= 2020 in religion =

This is a timeline of events during the year 2020 which relate to religion.
== Events ==

- 3 February – The Ljubljana Mosque, the first mosque to be built in Slovenia, opens in Ljubljana.
- 4 February – The Shri Ram Janmabhoomi Teerth Kshetra trust is announced for the construction of the Ram Mandir temple in Ayodhya, India.
- 23 February – Riots break out in Delhi, in which Hindu rioters randomly attack and kill Muslims.
- 1 June – U.S. President Donald Trump oversees the tear gassing of protesters to visit a church.
- 22 June – The Main Cathedral of the Russian Armed Forces is opened.
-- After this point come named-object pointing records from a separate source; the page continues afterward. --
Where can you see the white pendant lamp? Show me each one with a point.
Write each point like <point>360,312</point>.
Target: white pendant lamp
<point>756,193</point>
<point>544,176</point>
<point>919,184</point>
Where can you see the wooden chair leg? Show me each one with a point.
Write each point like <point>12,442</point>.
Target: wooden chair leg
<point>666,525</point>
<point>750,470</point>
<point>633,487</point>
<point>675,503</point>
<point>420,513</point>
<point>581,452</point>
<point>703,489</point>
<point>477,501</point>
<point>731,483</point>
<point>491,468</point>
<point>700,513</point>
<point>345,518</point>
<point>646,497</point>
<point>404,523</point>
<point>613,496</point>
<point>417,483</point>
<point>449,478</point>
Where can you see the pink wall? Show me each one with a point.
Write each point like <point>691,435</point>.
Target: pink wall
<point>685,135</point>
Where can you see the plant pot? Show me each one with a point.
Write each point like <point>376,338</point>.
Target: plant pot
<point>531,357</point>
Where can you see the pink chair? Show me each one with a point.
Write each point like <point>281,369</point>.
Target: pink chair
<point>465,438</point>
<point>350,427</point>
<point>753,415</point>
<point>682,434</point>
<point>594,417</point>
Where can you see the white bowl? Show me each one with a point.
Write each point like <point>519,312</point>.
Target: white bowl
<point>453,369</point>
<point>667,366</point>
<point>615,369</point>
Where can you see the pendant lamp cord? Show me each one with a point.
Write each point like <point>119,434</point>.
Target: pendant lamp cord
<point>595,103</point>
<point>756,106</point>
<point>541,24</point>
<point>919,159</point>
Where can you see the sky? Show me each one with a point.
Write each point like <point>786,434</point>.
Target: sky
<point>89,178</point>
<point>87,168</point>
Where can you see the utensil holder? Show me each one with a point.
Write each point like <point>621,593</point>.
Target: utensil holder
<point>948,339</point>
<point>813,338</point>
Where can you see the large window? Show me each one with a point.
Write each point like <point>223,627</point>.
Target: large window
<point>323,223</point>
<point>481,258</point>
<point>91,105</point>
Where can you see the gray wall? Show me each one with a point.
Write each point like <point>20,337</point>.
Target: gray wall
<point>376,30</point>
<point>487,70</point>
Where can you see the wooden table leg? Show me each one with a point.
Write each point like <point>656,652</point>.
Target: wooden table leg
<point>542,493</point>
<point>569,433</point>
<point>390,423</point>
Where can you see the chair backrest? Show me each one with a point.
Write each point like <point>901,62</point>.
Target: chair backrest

- 10 July – Hagia Sophia is converted from a museum to a mosque.
- 8 October – The Ghazanchetsots Cathedral is shelled during the Battle of Shusha in Nagorno-Karabakh.
- 16 October – A French schoolteacher is murdered for allegedly displaying a depiction of Muhammed in class.
- 21 October – The documentary Francesco is released, in which Pope Francis makes comments endorsing protections for same-sex civil unions.
- 29 October – As Islamic terrorist attacks the Notre-Dame de Nice in Nice.
- 2 November – The Votanikos Mosque opens in Athens.
- 30 December – The Islamic Defenders Front is banned in Indonesia for its involvement in Islamic terrorism.